Dow loses nearly 3,000 points Monday after Fed slashes interest rates

The stock market suffered its worst sell-off since the “Black Monday” crash of 1987 on Monday as a push by the Fed to stimulate the economy failed to placate coronavirus panic.

The Dow Jones Industrial Average had fallen by nearly 3,000 points by the time trading closed Monday afternoon, CNBC reported, a day after the Federal Reserve slashed interest rates to basically zero. The massive drop came as President Donald Trump hinted that a recession “may be” coming at a press conference on Monday, and as Americans braced for possibly many months of economic disruption caused by COVID-19.

Stocks suffer another bloody day

The DOW closed 2,999 points, or 12.9%, lower on Monday, the most brutal day for Wall Street in nearly three decades, according to CNBC. The S&P 500 meanwhile dropped 12%, and the Nasdaq closed 12.3% lower, its worst day in history. The Dow was down 31.7% from its all-time high, CNBC noted.

The drop came after another brutal sell-off in the morning, the day after an emergency interest rate cut to almost zero, that brought trading to a halt for about 15 minutes after a so-called “circuit breaker” was invoked to avoid a crash.

Despite the emergency actions taken, continuing anxiety over the coronavirus is leaving Wall Street in bear market territory.

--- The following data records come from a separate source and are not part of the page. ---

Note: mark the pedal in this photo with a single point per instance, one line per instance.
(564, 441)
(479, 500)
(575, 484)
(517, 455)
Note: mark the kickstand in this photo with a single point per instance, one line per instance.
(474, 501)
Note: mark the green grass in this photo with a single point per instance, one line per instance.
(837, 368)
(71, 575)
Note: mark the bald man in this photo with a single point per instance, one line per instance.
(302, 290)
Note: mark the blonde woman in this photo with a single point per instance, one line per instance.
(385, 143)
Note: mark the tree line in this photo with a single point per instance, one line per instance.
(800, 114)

Consumer activity is sure to slow as Americans are encouraged (or possibly required) to stay in their homes, and businesses from small restaurants to airlines suffer a drop in activity.

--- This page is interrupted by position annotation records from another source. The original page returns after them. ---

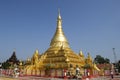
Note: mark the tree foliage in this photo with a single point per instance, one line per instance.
(101, 60)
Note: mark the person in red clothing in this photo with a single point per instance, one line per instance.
(111, 73)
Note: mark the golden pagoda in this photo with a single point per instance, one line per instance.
(58, 59)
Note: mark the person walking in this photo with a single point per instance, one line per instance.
(111, 73)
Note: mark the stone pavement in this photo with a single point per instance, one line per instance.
(42, 78)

“The Fed blasted its monetary bazooka for sure,” Peter Boockvar, chief investment officer at Bleakley Advisory Group, told CNBC. “This better work because I don’t know what they have left and no amount of money raining from the sky will cure this virus. Only time and medicine will.”

An invisible enemy

With more than 3,700 cases and at least 60 deaths, COVID-19 is stirring panic all across America and causing unprecedented disruptions to people’s lives. Speculation of a recession has hit close to home for numberless Americans who are already feeling the economic impact of the deadly pandemic.

As more employees are sent home by their bosses and families ransack supermarket shelves, the government has been on a war footing to counter an economic downturn and contain the virus spread. President Trump acknowledged at a press conference on Monday that a recession “may be” possible in the near future as the stock market continued to drop, but predicted that the market would bounce back once the virus was contained.

“I don’t, number one, determine recession,” Trump said, according to The Hill. “I just say this: We have an invisible enemy. We have a problem that, a month ago, nobody ever thought about.”

Recession fears build

The president struck a martial tone with his talk of an “invisible enemy” and called on all Americans to change their lifestyle temporarily, ABC News noted. The Trump administration advised that all Americans avoid gatherings larger than 10 people and stay away from bars and restaurants, among other measures, as a number of states have moved to enact bans along similar lines.

“My administration is recommending that all Americans, including the young and healthy, work to engage in schooling from home when possible, avoid gathering in groups of more than ten people, avoid discretionary travel and avoid eating and drinking in bars, restaurants, and public food courts,” Trump said, according to ABC. He went on:

If everyone makes this change or these critical changes and sacrifices now, we will rally together as one nation and we will defeat the virus, and we are going to have a big celebration altogether. With several weeks of focused action, we can turn the corner and turn it quickly — a lot of progress has been made.

The U.S. government has already passed two coronavirus bills. Trump signed the first, an $8.3 billion package to fight the virus, and the House of Representatives passed a sweeping coronavirus stimulus package on Friday. Sen. Chuck Schumer (D-NY) proposed a $750 billion stimulus on Monday, The Hill reported.